Weatherford Living

Holidays are over: Time to look at some new recipe options

Glazed salmon and vegetables.
Glazed salmon and vegetables.

Wow! What a fantastic holiday season full of fun, friendship, family and decadent rich and delicious foods. If you are finding yourselves loosening the belt a notch or two - so are we. That said, it’s time to get back on track this new year and slim down. These recipes are the way to do just that. I promise you’ll love them.

Enjoy.

Orange-Glazed Salmon

▪ 3 T. Cajun seasoning (salt free)

▪ 1 tsp. brown sugar

▪ 1/4 tsp. kosher salt

▪ 4 boneless, skinless fresh salmon fillets (6 oz. each)

▪ 2 T. vegetable oil or olive oil

▪ 1/4 c. orange marmalade

▪ 1 T. lime juice

▪ Lime wedges, optional

1. Combine Cajun seasoning, sugar and salt in a small bowl.

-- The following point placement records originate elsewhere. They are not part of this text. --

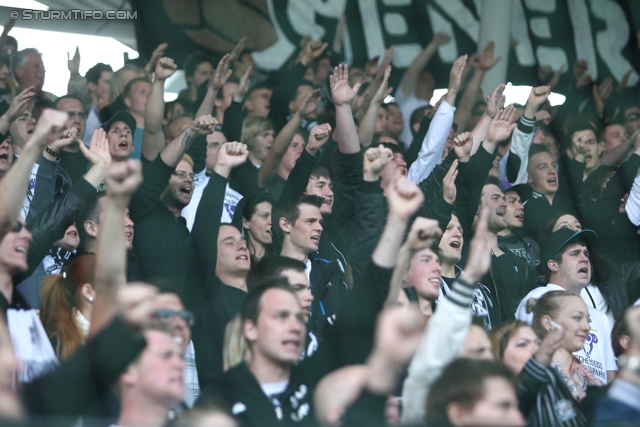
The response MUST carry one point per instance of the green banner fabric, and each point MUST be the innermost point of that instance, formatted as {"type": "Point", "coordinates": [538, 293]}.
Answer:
{"type": "Point", "coordinates": [544, 32]}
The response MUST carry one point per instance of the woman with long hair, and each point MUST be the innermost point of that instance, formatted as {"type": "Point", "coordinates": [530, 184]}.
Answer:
{"type": "Point", "coordinates": [608, 291]}
{"type": "Point", "coordinates": [256, 225]}
{"type": "Point", "coordinates": [551, 380]}
{"type": "Point", "coordinates": [67, 301]}
{"type": "Point", "coordinates": [514, 343]}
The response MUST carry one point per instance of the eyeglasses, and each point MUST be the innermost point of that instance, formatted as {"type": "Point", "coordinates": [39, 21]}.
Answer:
{"type": "Point", "coordinates": [165, 314]}
{"type": "Point", "coordinates": [73, 115]}
{"type": "Point", "coordinates": [632, 117]}
{"type": "Point", "coordinates": [183, 175]}
{"type": "Point", "coordinates": [17, 227]}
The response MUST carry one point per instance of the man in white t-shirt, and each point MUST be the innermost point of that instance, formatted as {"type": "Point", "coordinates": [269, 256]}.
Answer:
{"type": "Point", "coordinates": [231, 197]}
{"type": "Point", "coordinates": [566, 259]}
{"type": "Point", "coordinates": [152, 384]}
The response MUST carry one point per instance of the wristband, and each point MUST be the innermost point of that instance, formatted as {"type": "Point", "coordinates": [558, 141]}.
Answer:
{"type": "Point", "coordinates": [53, 153]}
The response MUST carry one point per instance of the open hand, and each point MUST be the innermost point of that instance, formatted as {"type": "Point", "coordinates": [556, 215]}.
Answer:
{"type": "Point", "coordinates": [404, 197]}
{"type": "Point", "coordinates": [502, 125]}
{"type": "Point", "coordinates": [222, 73]}
{"type": "Point", "coordinates": [98, 151]}
{"type": "Point", "coordinates": [449, 190]}
{"type": "Point", "coordinates": [462, 145]}
{"type": "Point", "coordinates": [423, 234]}
{"type": "Point", "coordinates": [486, 60]}
{"type": "Point", "coordinates": [479, 258]}
{"type": "Point", "coordinates": [309, 104]}
{"type": "Point", "coordinates": [341, 91]}
{"type": "Point", "coordinates": [74, 63]}
{"type": "Point", "coordinates": [124, 178]}
{"type": "Point", "coordinates": [495, 101]}
{"type": "Point", "coordinates": [375, 160]}
{"type": "Point", "coordinates": [165, 68]}
{"type": "Point", "coordinates": [49, 127]}
{"type": "Point", "coordinates": [231, 155]}
{"type": "Point", "coordinates": [19, 104]}
{"type": "Point", "coordinates": [203, 125]}
{"type": "Point", "coordinates": [318, 136]}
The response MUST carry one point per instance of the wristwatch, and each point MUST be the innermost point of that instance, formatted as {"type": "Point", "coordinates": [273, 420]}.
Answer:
{"type": "Point", "coordinates": [629, 362]}
{"type": "Point", "coordinates": [53, 153]}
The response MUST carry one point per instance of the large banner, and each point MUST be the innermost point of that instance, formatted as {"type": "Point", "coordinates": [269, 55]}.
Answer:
{"type": "Point", "coordinates": [546, 32]}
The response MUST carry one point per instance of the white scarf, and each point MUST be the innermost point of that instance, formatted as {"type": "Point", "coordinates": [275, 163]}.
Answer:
{"type": "Point", "coordinates": [83, 324]}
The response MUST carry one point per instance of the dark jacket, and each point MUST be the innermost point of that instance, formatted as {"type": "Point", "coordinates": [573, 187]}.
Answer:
{"type": "Point", "coordinates": [538, 210]}
{"type": "Point", "coordinates": [544, 398]}
{"type": "Point", "coordinates": [92, 370]}
{"type": "Point", "coordinates": [347, 342]}
{"type": "Point", "coordinates": [510, 280]}
{"type": "Point", "coordinates": [51, 224]}
{"type": "Point", "coordinates": [213, 302]}
{"type": "Point", "coordinates": [616, 234]}
{"type": "Point", "coordinates": [160, 238]}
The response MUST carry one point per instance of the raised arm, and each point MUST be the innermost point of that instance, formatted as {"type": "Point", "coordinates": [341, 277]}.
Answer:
{"type": "Point", "coordinates": [173, 152]}
{"type": "Point", "coordinates": [485, 62]}
{"type": "Point", "coordinates": [369, 209]}
{"type": "Point", "coordinates": [153, 138]}
{"type": "Point", "coordinates": [13, 186]}
{"type": "Point", "coordinates": [204, 234]}
{"type": "Point", "coordinates": [16, 109]}
{"type": "Point", "coordinates": [98, 156]}
{"type": "Point", "coordinates": [410, 77]}
{"type": "Point", "coordinates": [218, 80]}
{"type": "Point", "coordinates": [495, 102]}
{"type": "Point", "coordinates": [633, 202]}
{"type": "Point", "coordinates": [500, 129]}
{"type": "Point", "coordinates": [443, 339]}
{"type": "Point", "coordinates": [285, 136]}
{"type": "Point", "coordinates": [299, 177]}
{"type": "Point", "coordinates": [52, 222]}
{"type": "Point", "coordinates": [345, 134]}
{"type": "Point", "coordinates": [523, 134]}
{"type": "Point", "coordinates": [424, 233]}
{"type": "Point", "coordinates": [436, 137]}
{"type": "Point", "coordinates": [404, 199]}
{"type": "Point", "coordinates": [155, 57]}
{"type": "Point", "coordinates": [111, 263]}
{"type": "Point", "coordinates": [367, 127]}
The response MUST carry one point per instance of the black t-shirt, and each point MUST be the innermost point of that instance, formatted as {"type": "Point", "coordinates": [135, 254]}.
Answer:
{"type": "Point", "coordinates": [509, 280]}
{"type": "Point", "coordinates": [75, 164]}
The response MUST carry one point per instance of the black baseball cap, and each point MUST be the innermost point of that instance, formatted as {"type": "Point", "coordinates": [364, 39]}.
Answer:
{"type": "Point", "coordinates": [561, 238]}
{"type": "Point", "coordinates": [524, 191]}
{"type": "Point", "coordinates": [121, 116]}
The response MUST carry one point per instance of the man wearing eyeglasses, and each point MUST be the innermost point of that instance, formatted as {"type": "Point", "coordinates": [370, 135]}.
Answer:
{"type": "Point", "coordinates": [161, 233]}
{"type": "Point", "coordinates": [72, 161]}
{"type": "Point", "coordinates": [171, 312]}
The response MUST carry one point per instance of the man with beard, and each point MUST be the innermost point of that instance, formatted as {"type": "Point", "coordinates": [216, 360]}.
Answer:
{"type": "Point", "coordinates": [161, 233]}
{"type": "Point", "coordinates": [509, 277]}
{"type": "Point", "coordinates": [510, 237]}
{"type": "Point", "coordinates": [450, 254]}
{"type": "Point", "coordinates": [72, 161]}
{"type": "Point", "coordinates": [28, 70]}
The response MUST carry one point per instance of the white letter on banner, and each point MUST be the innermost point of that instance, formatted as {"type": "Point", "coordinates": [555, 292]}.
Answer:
{"type": "Point", "coordinates": [611, 41]}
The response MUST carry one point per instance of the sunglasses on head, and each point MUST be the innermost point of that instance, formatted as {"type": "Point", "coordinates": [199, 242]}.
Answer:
{"type": "Point", "coordinates": [166, 314]}
{"type": "Point", "coordinates": [632, 117]}
{"type": "Point", "coordinates": [17, 226]}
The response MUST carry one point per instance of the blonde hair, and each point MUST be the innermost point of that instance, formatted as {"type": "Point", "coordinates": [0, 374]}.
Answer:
{"type": "Point", "coordinates": [252, 127]}
{"type": "Point", "coordinates": [548, 304]}
{"type": "Point", "coordinates": [117, 85]}
{"type": "Point", "coordinates": [501, 336]}
{"type": "Point", "coordinates": [236, 349]}
{"type": "Point", "coordinates": [187, 159]}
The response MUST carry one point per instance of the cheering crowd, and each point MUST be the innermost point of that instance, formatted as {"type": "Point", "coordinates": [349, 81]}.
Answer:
{"type": "Point", "coordinates": [291, 249]}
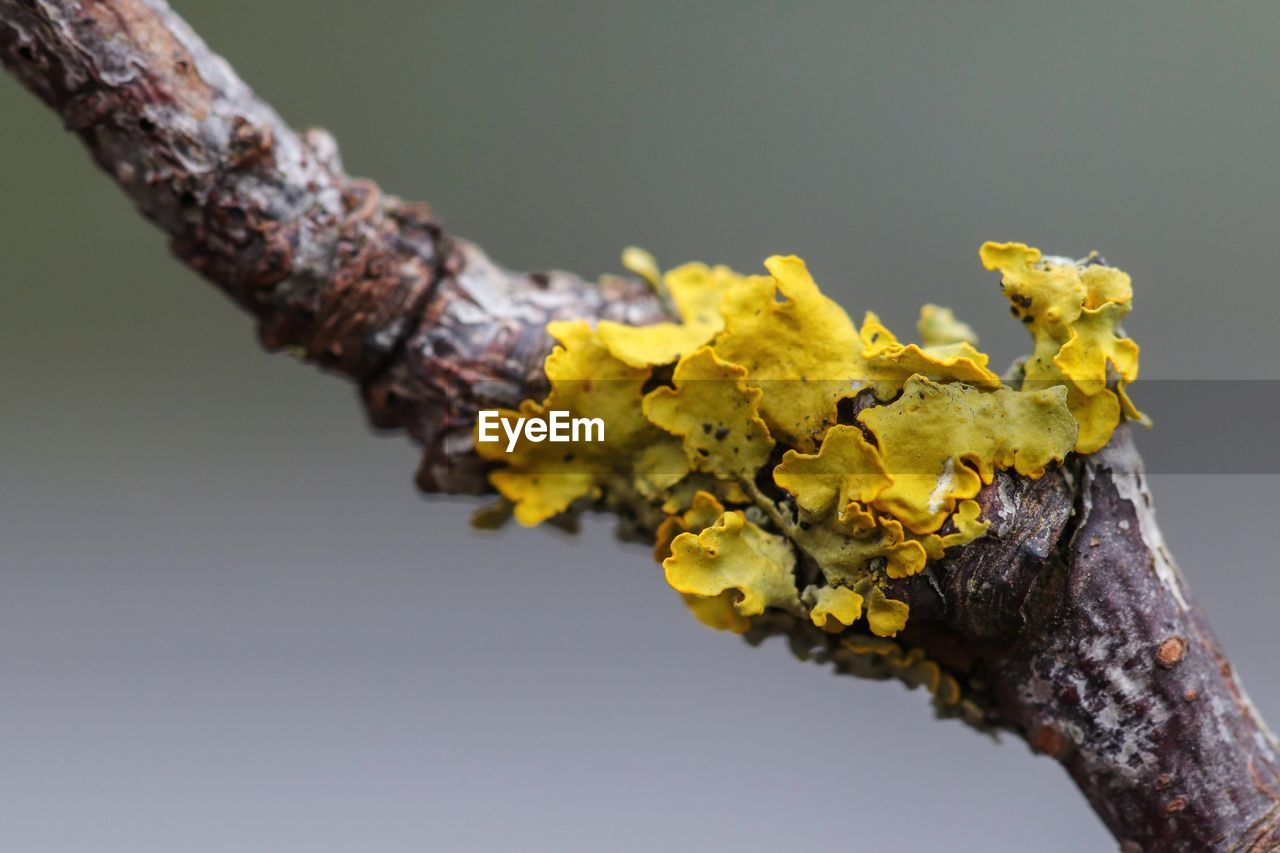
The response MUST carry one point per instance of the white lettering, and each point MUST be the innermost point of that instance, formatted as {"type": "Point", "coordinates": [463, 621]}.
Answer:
{"type": "Point", "coordinates": [488, 424]}
{"type": "Point", "coordinates": [512, 433]}
{"type": "Point", "coordinates": [560, 425]}
{"type": "Point", "coordinates": [586, 424]}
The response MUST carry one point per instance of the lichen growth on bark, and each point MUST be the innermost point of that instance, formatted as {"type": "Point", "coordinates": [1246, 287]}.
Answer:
{"type": "Point", "coordinates": [762, 429]}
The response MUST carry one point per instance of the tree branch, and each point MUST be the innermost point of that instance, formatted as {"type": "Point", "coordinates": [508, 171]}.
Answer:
{"type": "Point", "coordinates": [1069, 620]}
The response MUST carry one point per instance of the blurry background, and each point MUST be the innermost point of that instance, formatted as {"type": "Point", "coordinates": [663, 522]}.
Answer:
{"type": "Point", "coordinates": [227, 621]}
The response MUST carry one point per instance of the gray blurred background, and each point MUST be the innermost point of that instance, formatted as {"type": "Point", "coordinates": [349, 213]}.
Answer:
{"type": "Point", "coordinates": [227, 621]}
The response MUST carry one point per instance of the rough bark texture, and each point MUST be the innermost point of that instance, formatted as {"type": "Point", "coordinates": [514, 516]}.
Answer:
{"type": "Point", "coordinates": [1070, 610]}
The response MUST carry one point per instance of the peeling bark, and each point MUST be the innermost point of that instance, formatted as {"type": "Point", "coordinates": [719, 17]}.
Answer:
{"type": "Point", "coordinates": [1070, 610]}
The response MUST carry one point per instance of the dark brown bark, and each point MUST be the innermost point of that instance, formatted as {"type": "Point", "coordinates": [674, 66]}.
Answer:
{"type": "Point", "coordinates": [1070, 610]}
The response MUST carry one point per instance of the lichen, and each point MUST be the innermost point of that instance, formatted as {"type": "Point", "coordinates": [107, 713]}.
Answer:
{"type": "Point", "coordinates": [768, 439]}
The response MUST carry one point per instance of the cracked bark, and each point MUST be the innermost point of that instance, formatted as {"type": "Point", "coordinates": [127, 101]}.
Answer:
{"type": "Point", "coordinates": [1070, 610]}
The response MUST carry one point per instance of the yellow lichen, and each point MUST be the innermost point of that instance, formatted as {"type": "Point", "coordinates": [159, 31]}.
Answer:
{"type": "Point", "coordinates": [942, 442]}
{"type": "Point", "coordinates": [839, 603]}
{"type": "Point", "coordinates": [717, 611]}
{"type": "Point", "coordinates": [1073, 311]}
{"type": "Point", "coordinates": [716, 415]}
{"type": "Point", "coordinates": [695, 410]}
{"type": "Point", "coordinates": [890, 364]}
{"type": "Point", "coordinates": [938, 327]}
{"type": "Point", "coordinates": [735, 553]}
{"type": "Point", "coordinates": [702, 514]}
{"type": "Point", "coordinates": [846, 468]}
{"type": "Point", "coordinates": [798, 346]}
{"type": "Point", "coordinates": [885, 615]}
{"type": "Point", "coordinates": [696, 291]}
{"type": "Point", "coordinates": [544, 479]}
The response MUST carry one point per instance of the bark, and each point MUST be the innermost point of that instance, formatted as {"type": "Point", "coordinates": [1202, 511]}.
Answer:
{"type": "Point", "coordinates": [1069, 620]}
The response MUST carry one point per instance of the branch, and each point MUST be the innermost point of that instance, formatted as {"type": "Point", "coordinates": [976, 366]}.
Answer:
{"type": "Point", "coordinates": [359, 282]}
{"type": "Point", "coordinates": [1068, 624]}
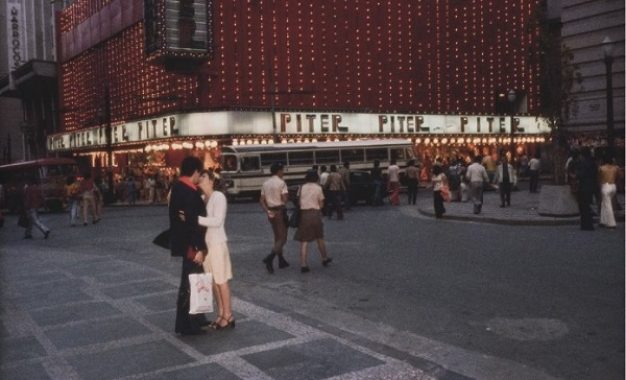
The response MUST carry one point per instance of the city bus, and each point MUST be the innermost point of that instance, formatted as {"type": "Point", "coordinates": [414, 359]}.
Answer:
{"type": "Point", "coordinates": [49, 173]}
{"type": "Point", "coordinates": [245, 167]}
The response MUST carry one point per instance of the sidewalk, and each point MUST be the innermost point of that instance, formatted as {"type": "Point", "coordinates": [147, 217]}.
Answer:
{"type": "Point", "coordinates": [523, 209]}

2. Rub over all surfaces of fillets.

3. Sauté fillets in oil in a large non-stick skillet over medium-high heat for 3-5 minutes.

4. Blend marmalade and lime juice; swirl in skillet until melted.

5. Carefully turn fish to glaze on all sides. The salmon is done when it begins to flake when tested with a fork.

6. Serve with lime wedges.

Michael Mackay, 3 Chilies and a Bean

Sautéed Spinach

▪ 1 large bag of fresh baby spinach

▪ 2 T. olive oil

▪ 1-2 garlic cloves, pressed

▪ 1/2 c. white wine

▪ 1 T. Balsamic vinegar

▪ Sea salt

▪ Fresh cracked pepper

▪ Feta cheese, optional

1. Heat olive oil in a large skillet.

2. Sauté pressed garlic for 2-3 minutes.

3. Add spinach, wine, vinegar, salt and pepper.

4. Cover and cook over medium heat, stirring occasionally until spinach is cooked through and wilted.

5. Remove to bowl and top with Feta cheese (optional).

Phyllis Peel, L.I.G.H.T. Ladies Ministry

Sautéed Brussel Sprouts with Garlic and Parmesan

▪ 2 1/2 lbs. Brussel sprouts

▪ 2 T. Unsalted butter

▪ 2 T. Extra-virgin olive oil

▪ 6 large garlic cloves, minced

▪ 1 c. Low-sodium chicken broth

▪ 1/2 tsp. Kosher salt

▪ Coarsely ground black pepper to taste

▪ 3/4 c. Freshly grated Parmesan cheese

1. Trim stem ends of Brussel sprouts and splice into very thin strips and separate by hand.

2. Melt butter and olive oil in a large skillet.

3. Add garlic; sauté 2 minutes.

4. Add Brussel sprouts and sauté until bright green and crisp-tender about 3 minutes.

5. Increase heat to high; add broth.

6. Cover and cook about 2 minutes.

7. Add salt and pepper. Place in a serving bowl; top with Parmesan cheese. Serve immediately.